The daily trips to get rationed food or scenes depicting Riad and his father watching state speeches by Gaddafi and American shows like “Planet of the Apes” evoke an intimacy that offsets his father’s growing narrow mindedness, which arises out of pride and adherence to tradition. For Riad, the adult frustrations of having rationed food and state housing are a mere addition to the everyday stimuli of childhood. Waiting in line for bananas and Tang, his observations of people and their appearances feed his curiosity, as does playing with a toy gun with other kids in the halls of his family’s apartment building. Sattouf renders a Libya that, like his young life, is constantly under construction.
Moving to France after his father’s career takes a turn, Riad is catapulted into another world, with odd people and different kinds of strangeness. Now with his mother, Clementine’s, family, he is treated to a different set of cultural expectations. Clementine from the very beginning seems to be suckered into a relationship with the persistent Abdel. She speaks rarely but, when she does, it’s to set straight Abdel’s inanity. Yet she goes along with Abdel and ventures into a foreign and, to her, bizarre culture. Abdel presents what seems to be abnormal as normal, and he does not apologize for events that could be seen as upsetting to someone not familiar with such a situation and environment. After Riad and his family move from France to Syria, again they are presented with a radically different set of circumstances. Abdel claims he has land, housing, and family that he can rely on and that will make them happy.

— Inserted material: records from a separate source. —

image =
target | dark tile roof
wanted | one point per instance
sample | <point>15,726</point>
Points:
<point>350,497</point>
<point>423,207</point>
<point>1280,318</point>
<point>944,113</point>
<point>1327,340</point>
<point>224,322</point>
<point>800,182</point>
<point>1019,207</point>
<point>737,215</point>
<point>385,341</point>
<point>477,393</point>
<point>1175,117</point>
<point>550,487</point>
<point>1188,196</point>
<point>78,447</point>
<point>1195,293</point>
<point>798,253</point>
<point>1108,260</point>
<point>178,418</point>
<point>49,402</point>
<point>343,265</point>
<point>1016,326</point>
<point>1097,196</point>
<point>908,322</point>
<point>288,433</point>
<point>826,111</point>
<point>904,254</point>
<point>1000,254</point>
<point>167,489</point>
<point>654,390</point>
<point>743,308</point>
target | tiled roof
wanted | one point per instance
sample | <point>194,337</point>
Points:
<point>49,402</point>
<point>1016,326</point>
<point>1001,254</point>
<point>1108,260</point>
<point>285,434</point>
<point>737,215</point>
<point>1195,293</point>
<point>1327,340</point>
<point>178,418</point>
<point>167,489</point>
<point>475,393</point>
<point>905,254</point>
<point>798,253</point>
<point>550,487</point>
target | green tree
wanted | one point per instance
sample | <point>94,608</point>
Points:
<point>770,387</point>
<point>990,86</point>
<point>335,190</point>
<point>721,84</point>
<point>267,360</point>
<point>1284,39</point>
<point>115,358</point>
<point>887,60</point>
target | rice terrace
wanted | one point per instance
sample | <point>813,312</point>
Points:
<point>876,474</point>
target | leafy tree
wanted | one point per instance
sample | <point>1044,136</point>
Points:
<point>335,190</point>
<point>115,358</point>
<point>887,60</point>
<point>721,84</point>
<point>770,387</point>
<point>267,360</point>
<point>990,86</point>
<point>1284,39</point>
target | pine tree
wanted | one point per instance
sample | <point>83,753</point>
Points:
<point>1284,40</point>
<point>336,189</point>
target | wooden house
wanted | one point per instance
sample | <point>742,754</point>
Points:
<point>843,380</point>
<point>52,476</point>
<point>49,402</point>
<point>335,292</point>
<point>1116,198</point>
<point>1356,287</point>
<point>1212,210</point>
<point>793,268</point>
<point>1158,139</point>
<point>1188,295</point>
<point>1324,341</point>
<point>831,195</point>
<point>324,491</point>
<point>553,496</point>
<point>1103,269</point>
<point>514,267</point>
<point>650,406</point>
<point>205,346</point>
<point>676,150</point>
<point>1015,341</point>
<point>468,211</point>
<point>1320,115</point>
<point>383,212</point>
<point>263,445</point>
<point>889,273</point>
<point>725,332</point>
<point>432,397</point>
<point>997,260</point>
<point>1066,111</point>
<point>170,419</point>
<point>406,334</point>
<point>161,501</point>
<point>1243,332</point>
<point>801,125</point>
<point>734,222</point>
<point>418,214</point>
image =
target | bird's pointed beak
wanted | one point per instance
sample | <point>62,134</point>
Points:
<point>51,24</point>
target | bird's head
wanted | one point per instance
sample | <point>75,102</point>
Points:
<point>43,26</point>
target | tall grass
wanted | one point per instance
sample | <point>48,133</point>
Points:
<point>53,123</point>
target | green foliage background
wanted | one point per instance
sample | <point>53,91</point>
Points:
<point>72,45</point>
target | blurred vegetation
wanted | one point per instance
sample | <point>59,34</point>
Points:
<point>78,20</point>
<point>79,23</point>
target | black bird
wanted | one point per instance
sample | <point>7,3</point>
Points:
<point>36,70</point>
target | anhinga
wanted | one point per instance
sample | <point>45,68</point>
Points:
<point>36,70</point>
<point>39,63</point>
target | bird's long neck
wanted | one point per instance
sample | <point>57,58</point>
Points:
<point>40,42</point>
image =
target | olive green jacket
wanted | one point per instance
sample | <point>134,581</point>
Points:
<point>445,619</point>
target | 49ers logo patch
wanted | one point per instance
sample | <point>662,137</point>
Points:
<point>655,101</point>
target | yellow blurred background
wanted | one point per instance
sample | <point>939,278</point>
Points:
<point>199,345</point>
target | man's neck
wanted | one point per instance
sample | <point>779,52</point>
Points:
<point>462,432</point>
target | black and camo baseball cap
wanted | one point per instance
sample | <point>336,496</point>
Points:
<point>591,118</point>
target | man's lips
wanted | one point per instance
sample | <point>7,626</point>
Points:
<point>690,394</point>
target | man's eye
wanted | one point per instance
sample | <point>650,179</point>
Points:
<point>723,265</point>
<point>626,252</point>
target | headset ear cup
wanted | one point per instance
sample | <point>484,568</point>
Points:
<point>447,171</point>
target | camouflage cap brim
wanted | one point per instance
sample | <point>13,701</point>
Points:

While this is partly true, Abdel glosses over the poverty, chauvinism, and harsh realities of living in Syria. Sattouf masterfully presents this contradiction by showing, for example, in one panel a man on the roadside selling Korans wrapped in plastic so as to protect them from any impurities, while on the following page Riad’s family walks past the swinging bodies of the recently executed. Riad observes the hustle and bustle of Syrian daily life as well as the quiet moments that seem at once loving and backwards.
Recalling life in Libya, France, and Syria, Sattouf is able, without judgment, to relay odd situations that are fear inducing, amusing, or whimsical. As a child, his relationships with adults and kids are relatively the same in these different environments—adults give him attention but the kids are weird and he just wants to fit in. Abdel’s guidance is often contradictory and while he insists that Riad will be an “Arab of the Future,” his father falls back into old familial and gender roles that he once proclaimed he would change.
What’s interesting is that the reader witnesses Riad’s fascination, amusement, and confusion while interacting with or observing his father. Sattouf is able to place his memories within a historical context that gives the reader a wider range of understanding as to how his childhood and family dynamics played out in these environments. Drawn simply like Matt Groening’s “Life in Hell” characters, Sattouf conveys childhood innocence and emotion, as well as adult life, in a larger social context, juxtapozing his daily experiences with slices of the politics omnipresent in the Middle East during this time.
While we are centrally reading about a wide eyed, golden haired boy who is in awe of turtles and guns, we are also reading about Abdel and his proclamations, and Clementine experiencing unfamiliar environments with an increasingly unfamiliar husband.
Jesse Allen lives in Bushwick, Brooklyn. He has a MLA with a focus on New York Studies from City College of New York. He is a life-long fan of comic books, books without pictures, art in museums, and art on the street. He teaches at Guttman Community College.